İçeride bir gün, bir saat bile kalmaması gereken, Türkiye’de demokratik siyasete katkı sunan arkadaşlarımızın içeride tutulması aslında rejimin teşhiridir. Selahattin Demirtaş’ın, Figen Yüksekdağ’ın ve diğer arkadaşlarımızın cezaevinde tutulmaları tam da iktidarın Kürt düşmanlığının, demokrasiye tahammülsüzlüğünün yansımasıdır. Onlara yaklaşım bir düşman hukuku yaklaşımıdır.

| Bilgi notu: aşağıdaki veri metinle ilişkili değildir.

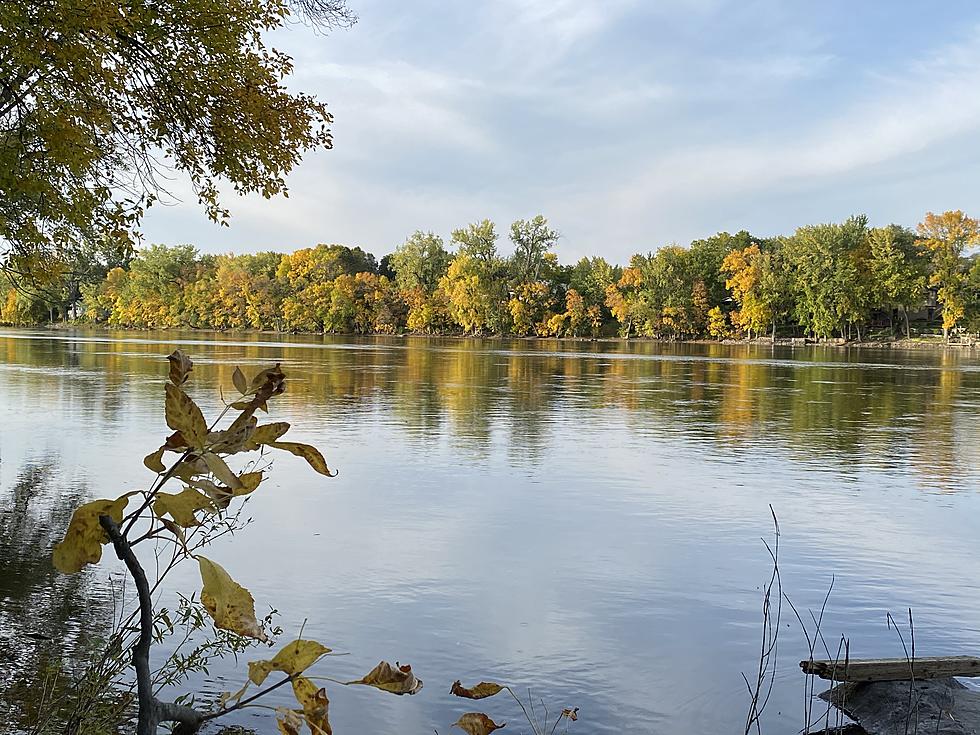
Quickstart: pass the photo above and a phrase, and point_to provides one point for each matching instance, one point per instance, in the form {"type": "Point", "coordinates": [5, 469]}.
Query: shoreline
{"type": "Point", "coordinates": [916, 343]}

Biz bütün dünyaya çağrı yapıyoruz. Avrupa İnsan Hakları Mahkemesi (AİHM) sorgulanmalıdır. Sadece Demirtaş davasıyla ilgili değil bütün davalarda Türkiye’deki iktidarla aynı düşünen, aynı konuşan bir yere sürüklenmiş bir AİHM. Öcalan kararı bunu çok çıplak bir biçimde ifade etmektedir. Demirtaş neden tutuklu? Fezlekeleri okuduğunuzda barış sürecine verdiği katkı çıkıyor ortaya. Barış sürecine katkı verenler bugün cezalandırılıyor. Hâlbuki Türkiye 2013-2015 döneminde yaşadığı o iki yıllık süreçte çok büyük umutlara, çok önemli bir gelecek hayaline sahipti. Türkiye’ye barış gelebilirdi. Bu arkadaşlarımız buna katkı sunmuş. Şimdi bu katkılarından dolayı yargılanıyorlar. Karşınızdaki savaş iktidarı barış diyen herkesi cezalandırmanın peşinde.
Eğer tecrit sonlanmış olsaydı, o dönem devam etseydi, bugün hem Suriye’de hem Türkiye’de barış vardı, Avrupa’da da huzur olacaktı. Ekonomik olarak, bütçenizin büyük kısmı savaşa gidiyor. Barışın gelmesi, ekonomik olarak rahatlamanın ve adaletin gelmesi demektir. Herkese çağrımız şu, eğer barış içinde, demokratik bir ülkede yaşamak istiyorsak bu iktidara karşı yan yana gelmeliyiz. Ancak o zaman arkadaşlarımız da özgürlüğüne kavuşabilir.